Anak Pertamaku

Minggu, 15 Juni 2008

“Demi Kebebasan, Membela Kebathilan!”

Atas nama kebebasan, ajaran Islam boleh dipalsukan, Al-Quran boleh diacak-acak. Dan untuk semua itu, umat Islam diminta toleran dan tidak emosi. Catatan Akhir Pekan [CAP] Adian ke-238

Oleh: Adian Husaini

Masih ingat Lia Eden? Dia mendakwahkan dirinya sebagai Jibril Ruhul Kudus. Lia, yang mengaku mendapat wahyu dari Allah, pada 25 November 2007, berkirim surat kepada sejumlah pejabat negara. Kepada Ketua Mahkamah Agung RI, Bagir Manan, Lia berkirim surat yang bernada amarah. ”Akulah Malaikat Jibril sendiri yang akan mencabut nyawamu. Atas Penunjukan Tuhan, kekuatan Kerajaan Tuhan dan kewenangan Mahkamah Agung Tuhan berada di tanganku,” tulis Lia dalam surat berkop ”God’s Kingdom: Tahta Suci Kerajaan Eden”.

Jadi, mungkin hanya ada di Indonesia, ”Malaikat Jibril” berkirim surat lengkap dengan kop surat dan tanda tangannya, serta ”berganti tugas” sebagai ”pencabut nyawa.

Maka, saat ditanya tentang status aliran semacam ini, MUI dengan tegas menyatakan, ”Itu sesat.” Mengaku dan menyebarkan ajaran yang menyatakan bahwa seseorang telah mendapat wahyu dari Malaikat Jibril, apalagi menjadi jelmaan Jibril adalah tindakan munkar yang wajib dicegah dan ditanggulangi. (Kata Nabi saw: ”Barangsiapa diantara kamu yang melihat kemunkaran, maka ubah dengan tangannya. Jika tidak mampu, ubah dengan lisan. Jika tidak mampu, dengan hati. Dan itulah selemah-lemah iman”).

Ada sejumlah fatwa yang telah dikeluarkan MUI tentang aliran sesat ini. Ahmadiyah dinyatakan sesat sejak tahun 1980. Pada tahun 2005, keluar juga fatwa MUI yang menyatakan bahwa paham Sekularisme, Pluralisme Agama dan Liberalisme, bertentangan dengan Islam dan haram umat Islam memeluknya. Tugas ulama, sejak dulu, memang memberikan fatwa. Tugas ulama adalah menunjukkan mana yang sesat dan mana yang tidak; mana yang haq dan mana yang bathil.

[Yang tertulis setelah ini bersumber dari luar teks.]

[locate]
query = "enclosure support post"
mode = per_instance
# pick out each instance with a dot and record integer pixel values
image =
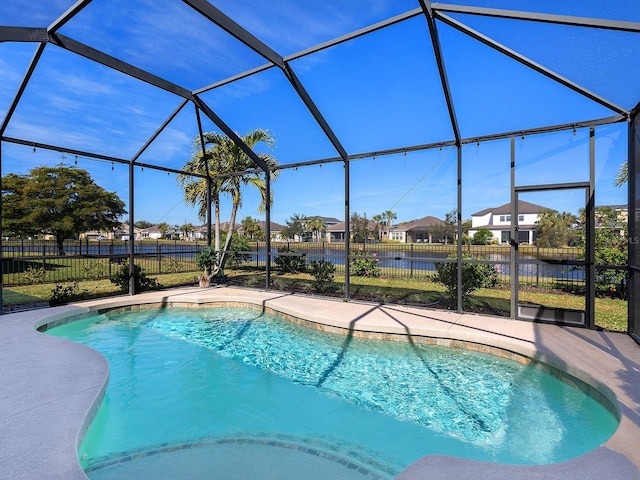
(347, 230)
(132, 283)
(459, 230)
(590, 250)
(513, 240)
(208, 211)
(633, 166)
(1, 242)
(267, 227)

Tapi, gara-gara menjalankan tugas kenabian, mengelarkan fatwa sesat terhadap kelompok-kelompok seperti Lia Eden, Ahmadiyah, dan sejenisnya, MUI dihujani cacian. Ada yang bilang MUI tolol. Sebuah jurnal keagamaan yang terbit di IAIN Semarang menurunkan laporan utama: ”Majelis Ulama Indonesia Bukan Wakil Tuhan.” Ada praktisi hukum angkat bicara di sini, ”MUI bisa dijerat KUHP Provokator.” Seorang staf dari Perhimpunan Bantuan Hukum dan Hak Asasi Manusia Indonesia (PBHI), dalam wawancaranya dengan jurnal keagamaan ini menyatakan, bahwa:

”MUI kan hanya semacam menjual nama Tuhan saja. Dia seakan-akan mendapatkan legitimasi Tuhan untuk menyatakan sesuatu ini mudharat, sesuatu ini sesat. Padahal, dia sendiri tidak mempunyai kewenangan seperti itu. Kalau persoalan agama, biarkan Tuhan yang menentukan.” Ketika ia ditanya, ”Menurut Anda, Sekarang MUI mau diapakan?” dia jawab: ”Ya paling ideal dibubarkan.” (Jurnal Justisia, edisi 28 Th.XIII, 2005)


Majalah ADIL (edisi 29/II/24 Januari-20 Februari 2008), memuat wawancara dengan Abdurrahman Wahid (AW):

Adil: Apa alasan Gus Dur menyatakan MUI harus dibubarkan?

AW: Karena MUI itu melanggar UUD 1945. Padahal, di dalam UUD itu menjamin kebebasan mengeluarkan pendapat dan kemerdekaan berbicara..

Adil: Mengapa MUI tidak melakukan peninjauan atas konstitusi yang isinya begitu gamblang itu?

AW: Karena mereka itu goblok. Itu saja. Mestinya mereka mengerti. Mereka hanya melihat Islam itu sebatas institusi saja. Padahal Islam itu adalah ajaran.

Adil: Apa seharusnya sikap MUI terhadap kelompok-kelompok Islam sempalan itu?

AW: Dibiarkan saja. Karena itu sudah jaminan UUD. Harus ingat itu.

Perlu dicatat, bahwa Ketua Umum MUI saat ini adalah K.H. Sahal Mahfudz yang juga Rais Am PBNU. Wakil Ketua Umumnya adalah Din Syamsuddin, yang juga ketua PP Muhammadiyah. Hingga kini, salah satu ketua MUI yang sangat vokal dalam menyuarakan kesesatan Ahmadiyah dan sebagainya adalah KH Ma’ruf Amin yang juga salah satu ulama NU terkemuka.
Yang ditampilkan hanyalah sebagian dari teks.